Così Francia e
Italia rispondono alle sculacciate di Juncker
10 - 12 - 2014Giuseppe Pennisi
Commentando l’Ecofin, numerosi editorialisti hanno
posto l’accento sull’ampliamento (vero o presunto) del fronte anti-tedesco
(specialmente a ragione del caos che da Atene sta contagiando le Borse di mezza
Europa). Pochi hanno riportato (e senza grande enfasi) i rimbrotti (sarebbe
meglio parlare di sculacciate) di Jean-Claude Juncker, presidente della
Commissione Europea, all’Italia, inasprite dalla minaccia di “conseguenze
spiacevoli” (per noi tutti) se in primavera non passeremo gli esami di
riparazioni.
In effetti, tenendo presente che il terzo Paese
“rimandato” (il Belgio) è piccolo e (sui mercati finanziari) conta poco,
Juncker conosceva in anticipo le misure approvate questa mattina 10 dicembre
(in vista degli esami tra quattro mesi circa) dal Consiglio dei Ministri
francese della Francia. In effetti, mentre in Italia ci si sollazza su come
garantire in Costituzione che Villa Lubin diventi appannaggio della Corte dei
Conti in un clima romano che ricorda la Mahagonny di Brecht e
Weill (la città dove ormai il crimine è al comando e tutto l’illegale è lecito,
anzi incoraggiato), il 36enne Emmanuel Macron ha tessuto la tela con i
suoi colleghi e messo a punto un disegno di legge quadro di “Crescita e
Attività” approvato il 10 dicembre alle 13 dal Consiglio dei Ministri e per il
quale è prevista una “corsia preferenziale” all’assemblea nazionale. Macron ha
detto che il provvedimento sarà varato entro febbraio e in marzo la Francia si
presenterà a Bruxelles, anche con i primi decreti delegati.

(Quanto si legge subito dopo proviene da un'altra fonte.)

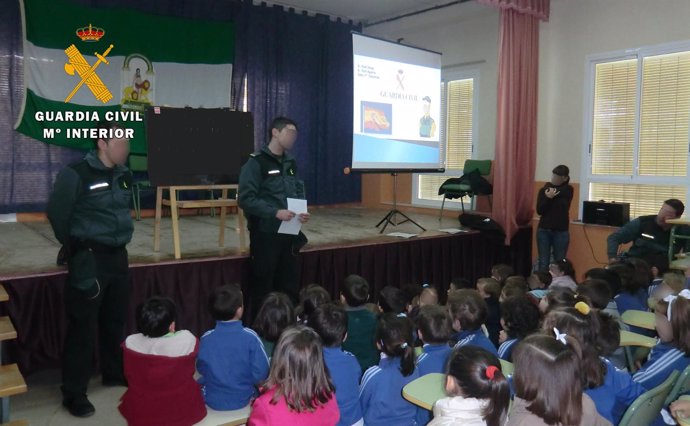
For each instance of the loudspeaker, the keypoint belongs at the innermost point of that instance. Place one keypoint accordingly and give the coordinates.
(603, 213)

Il provvedimento è di vasta portata. Dato che nel
settore manifatturiero la concorrenza (e, quindi, le liberalizzazioni) sono
regolate e vigilate a livello europee, la prima delle misure riguarda i
servizi. Nel settore dei trasporti locali, le autolinee private sono messe in
competizioni tra di loro e con il mitico, e sino ad ora monopolista, chemin
de fer. In materia di giustizia civile vengono poste tempistiche serrate
per risolvere controversie e, nel settore edilizio-urbanistico, per promuovere
anche l’ingresso di “nuovi entranti”.
Per favorire gli investimenti, vengono varate misure
per incoraggiare i lavoratori ad investire i propri risparmi nelle imprese di
cui sono dipendenti, diventandone azionisti (anche a livello di piccole e medie
imprese). Altre misure riguardano il social housing, anche al fine
di migliorare le periferie. Viene poi modificato il sistema lavoristico: le
domeniche in cui i negozi ed i servizi resteranno aperti saranno definite a
livello locale da ciascun sindaco, ma non potranno essere meno di cinque e più
di dodici l’anno. Vengono modificate le regole di accesso alle professioni
(anche a quella, potentissima oltralpe, dei notai) e definito che gli
studi professionali possano avere “soci di capitale”.
Un vero programma “rivoluzionario” e liberale, anche
se varato da un Governo socialista. Mette l’accento su quelle liberalizzazioni
dei servizi e delle professioni che in Francia è sempre stato molto difficile
effettuare (e dove neanche in Italia si è brillato).
Vedremo quanto andrà effettivamente in porto e se
verrà attuato il programma di “denazionalizzazioni” annunciato quasi in
parallelo. Si tratta pur sempre di quelle “riforme di struttura” per rilanciare
la produttività che Bruxelles si aspetta.